Mithilfe moderner Analysemethoden konnten die Forschenden die Schichten genau datieren und daraus Rückschlüsse auf Niederschläge, Vegetation und Umweltbedingungen ziehen.
Dürre vor 8200 Jahren
Besonders genau untersuchten die Wissenschaftler eine Dürrephase vor rund 8200 Jahren. Durch das Auszählen jährlicher Sedimentschichten ließ sich die Dauer exakt auf 77 Jahre bestimmen.
Die Trockenperiode fiel mit einer bereits bekannten Abkühlung im Nordatlantik zusammen. Ursache war vermutlich ein massiver Zufluss von Süßwasser aus einem schmelzenden Eisstausee in Nordamerika, der die ozeanische Zirkulation störte. Das wirkte sich offenbar bis nach Nordafrika aus, wo deutlich geringere Niederschläge fielen.
Sahara der Gegenwart und der Zukunft
Auch heute beobachten Wissenschaftler Veränderungen im Atlantiksystem. Insbesondere das Abschmelzen des grönländischen Eisschildes könnte die Meeresströmungen beeinflussen. Ob sich ähnliche Dürreereignisse wie vor 8200 Jahren wiederholen könnten, bleibt jedoch ungewiss. Das heutige Klima unterscheidet sich stark von dem der Vergangenheit.
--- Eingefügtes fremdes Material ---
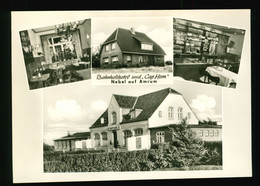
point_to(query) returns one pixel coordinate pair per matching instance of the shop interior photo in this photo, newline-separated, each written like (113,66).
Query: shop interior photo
(57,54)
(207,53)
Dennoch belegt die Arbeit eindrücklich, wie sensibel das Klimasystem auf einen sich verändernden Atlantik reagieren kann. Selbst vergleichbare kurze Störungen können desaströse Folgen haben. „Unsere Ergebnisse zeigen, welche Auswirkungen Veränderungen im Atlantik auf die Niederschläge im nördlichen Afrika haben können, mit der Geschwindigkeit, der Größenordnung und der räumlichen Ausdehnung von Trockenereignissen“, sagt Professor Melles von der Universität zu Köln.
Die Forschenden sehen darin einen klaren Auftrag: Klimamodelle müssen weiter verbessert werden, um künftige Entwicklungen in der Sahara zuverlässiger vorhersagen zu können.
Quellenhinweis:
Sylvestre, F., Melles, M., Wennrich, V., et al. (2026): Decadal-scale droughts disrupted the African Humid Period in the Sahara. Nature.